I saw this tonight, in pretty much ideal conditions- on a blanket, at the drive in, on a nice balmy evening. It moved well, as I think everything I've seen from Abrams did, but I felt as though the emotional arc and the monster movie stuff weren't well integrated, and the monster aspects gave you just enough information to feel full of holes-
Why were the military moving it? Why did they have its ship on the same train? If it could control metal, how did they keep it contained? What was it doing with all those hanging bodies- particularly if they could all psychically contact it and have it understand they meant it no harm? Why did the military let the science teacher go with all that secure footage in the first place? What happened to the fire they set? If they were so incompetent they couldn't figure out a subterranean creature would be maybe underground, how did they catch it in the first place? Etc, etc, etc.
None of them are really questions that matter, but essentially I felt like the characterization of the monster didn't quite work- it's viewpoint wasn't clear, but we had too much information about what was going on to feel like it was purely alien.
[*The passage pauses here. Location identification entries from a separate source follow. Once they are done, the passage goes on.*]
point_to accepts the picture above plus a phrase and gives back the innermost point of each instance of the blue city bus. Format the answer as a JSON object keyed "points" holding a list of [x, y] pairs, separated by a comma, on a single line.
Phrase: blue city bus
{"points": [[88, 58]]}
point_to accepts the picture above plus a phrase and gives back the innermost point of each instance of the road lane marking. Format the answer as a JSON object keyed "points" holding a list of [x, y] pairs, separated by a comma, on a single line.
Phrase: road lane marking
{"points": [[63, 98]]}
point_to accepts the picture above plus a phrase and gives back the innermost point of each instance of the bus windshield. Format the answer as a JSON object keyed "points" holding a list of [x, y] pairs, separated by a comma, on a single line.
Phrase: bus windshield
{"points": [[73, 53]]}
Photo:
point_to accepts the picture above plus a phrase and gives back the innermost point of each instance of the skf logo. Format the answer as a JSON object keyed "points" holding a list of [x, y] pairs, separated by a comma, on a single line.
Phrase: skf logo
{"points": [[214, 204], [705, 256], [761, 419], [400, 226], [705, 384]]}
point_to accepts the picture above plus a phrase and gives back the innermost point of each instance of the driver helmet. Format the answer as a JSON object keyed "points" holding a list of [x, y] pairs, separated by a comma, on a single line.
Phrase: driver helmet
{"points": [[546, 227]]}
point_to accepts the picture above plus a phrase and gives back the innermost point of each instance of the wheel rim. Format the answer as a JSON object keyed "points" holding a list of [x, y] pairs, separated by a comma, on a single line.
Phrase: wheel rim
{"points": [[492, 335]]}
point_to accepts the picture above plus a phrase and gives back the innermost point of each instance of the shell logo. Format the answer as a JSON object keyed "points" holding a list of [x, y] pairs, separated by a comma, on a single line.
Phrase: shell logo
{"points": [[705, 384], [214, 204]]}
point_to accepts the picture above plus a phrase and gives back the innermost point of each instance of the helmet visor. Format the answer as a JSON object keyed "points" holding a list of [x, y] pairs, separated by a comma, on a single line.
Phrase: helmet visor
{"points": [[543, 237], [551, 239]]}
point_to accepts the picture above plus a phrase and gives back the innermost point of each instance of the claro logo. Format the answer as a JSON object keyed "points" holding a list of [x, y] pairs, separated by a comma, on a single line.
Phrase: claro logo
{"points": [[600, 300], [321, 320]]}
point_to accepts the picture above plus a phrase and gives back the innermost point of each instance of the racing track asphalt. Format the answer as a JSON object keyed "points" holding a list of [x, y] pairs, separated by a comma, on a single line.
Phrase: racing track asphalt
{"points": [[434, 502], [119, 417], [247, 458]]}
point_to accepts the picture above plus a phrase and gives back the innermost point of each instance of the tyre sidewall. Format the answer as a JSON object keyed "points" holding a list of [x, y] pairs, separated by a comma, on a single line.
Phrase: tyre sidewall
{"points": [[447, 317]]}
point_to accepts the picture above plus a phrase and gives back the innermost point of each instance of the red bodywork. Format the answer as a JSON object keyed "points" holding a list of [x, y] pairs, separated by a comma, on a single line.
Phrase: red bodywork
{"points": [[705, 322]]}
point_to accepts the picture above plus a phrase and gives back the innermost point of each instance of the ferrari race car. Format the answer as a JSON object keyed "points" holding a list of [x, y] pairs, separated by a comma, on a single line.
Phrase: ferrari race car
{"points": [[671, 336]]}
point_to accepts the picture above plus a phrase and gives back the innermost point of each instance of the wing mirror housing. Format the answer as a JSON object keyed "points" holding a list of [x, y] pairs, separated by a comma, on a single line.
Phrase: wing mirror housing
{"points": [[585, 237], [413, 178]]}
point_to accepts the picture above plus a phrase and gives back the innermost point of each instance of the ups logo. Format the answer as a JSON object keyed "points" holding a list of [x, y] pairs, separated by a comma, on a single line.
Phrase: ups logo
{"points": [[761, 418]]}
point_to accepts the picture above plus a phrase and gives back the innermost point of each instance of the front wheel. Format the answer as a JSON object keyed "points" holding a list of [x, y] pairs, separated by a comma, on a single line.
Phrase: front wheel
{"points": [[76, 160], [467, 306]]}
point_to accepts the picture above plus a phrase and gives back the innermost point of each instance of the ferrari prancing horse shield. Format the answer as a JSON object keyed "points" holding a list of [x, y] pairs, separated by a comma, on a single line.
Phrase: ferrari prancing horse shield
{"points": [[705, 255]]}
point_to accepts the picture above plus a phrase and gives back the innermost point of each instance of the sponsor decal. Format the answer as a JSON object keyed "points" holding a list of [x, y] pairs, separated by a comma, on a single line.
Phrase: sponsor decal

That said, I thought the kids' performances were great, particularly the leads- the backstory with the mother was executed a little clumsily at times, but the actors managed to sell it pretty well, and the relationship between them seemed very sweet and genuine. I'll be sad if this winds up being on my top ten for the year, but it's a nicely ambitious idea for a summer blockbuster and I'd be happy to see more movies work this hard at achieving real characters and a well-realized environment before blowing shit up.